Scotland has cut the number of managers by 8.1% in the past year as part of its plans to reduce NHS senior management by 25% by 2015, according to new figures.
Workforce statistics from the Scottish Government show there was a reduction of 107 whole time equivalent (WTE) senior managers or 8.1% in the year to March 2011.
The Information Service Division (ISD) Scotland quarterly statistics on NHS staff were also published highlighting an overall workforce reduction of 1,410 (WTE) or 1.1% from March 30 to June 30, 2011.
The number of nursing and midwifery posts fell by 485.7 (WTE), or 0.8%, and the number of administrative posts fell by 499.8 (WTE), or 2% during this period. The figures do not include the GP workforce.
Also published by the Scottish Government were the NHS workforce projections for 2011-12.
These projections (which are inclusive of any reductions over the March to June quarter) show the number of staff working in the NHS is set to reduce by 2,400 (WTE) or 1.8% during 2011-12.
If these projections come to pass, the largest percentage reduction (4.3%) will be in administrative staff, of which management posts are projected to fall by 9.5%. Nursing and midwifery staff in post is projected to fall by 1.7%.
Scottish health secretary Nicola Sturgeon said: “I am pleased to see good progress on the target to reduce senior managers which will contribute to more than £100m a year in non-clinical efficiency savings to be spent on frontline services.
“However, I appreciate that any reduction in the NHS workforce - particularly when it involves nurses, who are so vital to delivering quality care and service changes and who make up 40% of the total workforce - will cause concern.
“The fact is, though, that the NHS doesn't stand still.
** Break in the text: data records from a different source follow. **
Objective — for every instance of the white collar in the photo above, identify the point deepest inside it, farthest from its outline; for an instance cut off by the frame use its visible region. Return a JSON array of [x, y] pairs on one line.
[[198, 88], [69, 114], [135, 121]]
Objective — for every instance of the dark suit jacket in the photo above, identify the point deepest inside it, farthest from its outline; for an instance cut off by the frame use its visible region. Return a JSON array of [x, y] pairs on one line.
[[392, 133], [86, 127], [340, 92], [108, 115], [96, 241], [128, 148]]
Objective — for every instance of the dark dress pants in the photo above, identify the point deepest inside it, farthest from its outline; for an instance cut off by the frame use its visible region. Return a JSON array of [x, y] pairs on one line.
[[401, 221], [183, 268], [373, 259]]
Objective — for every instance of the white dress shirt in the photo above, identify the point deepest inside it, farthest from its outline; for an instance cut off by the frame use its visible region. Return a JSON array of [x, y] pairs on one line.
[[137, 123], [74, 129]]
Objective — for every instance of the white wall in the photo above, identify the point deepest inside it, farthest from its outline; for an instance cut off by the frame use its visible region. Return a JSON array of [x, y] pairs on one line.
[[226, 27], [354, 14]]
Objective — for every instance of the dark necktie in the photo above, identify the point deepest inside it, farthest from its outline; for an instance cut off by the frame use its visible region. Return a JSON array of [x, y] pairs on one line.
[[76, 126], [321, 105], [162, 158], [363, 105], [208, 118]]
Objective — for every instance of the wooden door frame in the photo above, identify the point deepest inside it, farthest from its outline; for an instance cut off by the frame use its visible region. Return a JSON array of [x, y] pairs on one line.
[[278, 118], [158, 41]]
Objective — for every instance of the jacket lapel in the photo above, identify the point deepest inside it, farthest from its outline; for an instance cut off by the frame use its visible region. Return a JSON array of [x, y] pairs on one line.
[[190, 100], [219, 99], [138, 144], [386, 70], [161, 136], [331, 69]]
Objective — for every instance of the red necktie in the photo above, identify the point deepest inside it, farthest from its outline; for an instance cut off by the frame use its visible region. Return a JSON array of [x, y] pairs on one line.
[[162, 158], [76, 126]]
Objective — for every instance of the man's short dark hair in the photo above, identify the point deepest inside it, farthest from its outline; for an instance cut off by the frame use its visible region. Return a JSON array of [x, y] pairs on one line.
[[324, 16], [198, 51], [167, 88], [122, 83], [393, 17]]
The way that services are delivered is constantly changing. For example, over three quarters of all surgery is now done on a day case rather than an inpatient basis, and hospital stays are shorter than ever before. It is therefore inevitable that the size and shape of the NHS workforce will change to reflect this.
“My assurance to patients is that quality will always come first.”
Ms Sturgeon also said there would be no compulsory redundancies in the NHS and any reductions this year would happen mainly through natural turnover.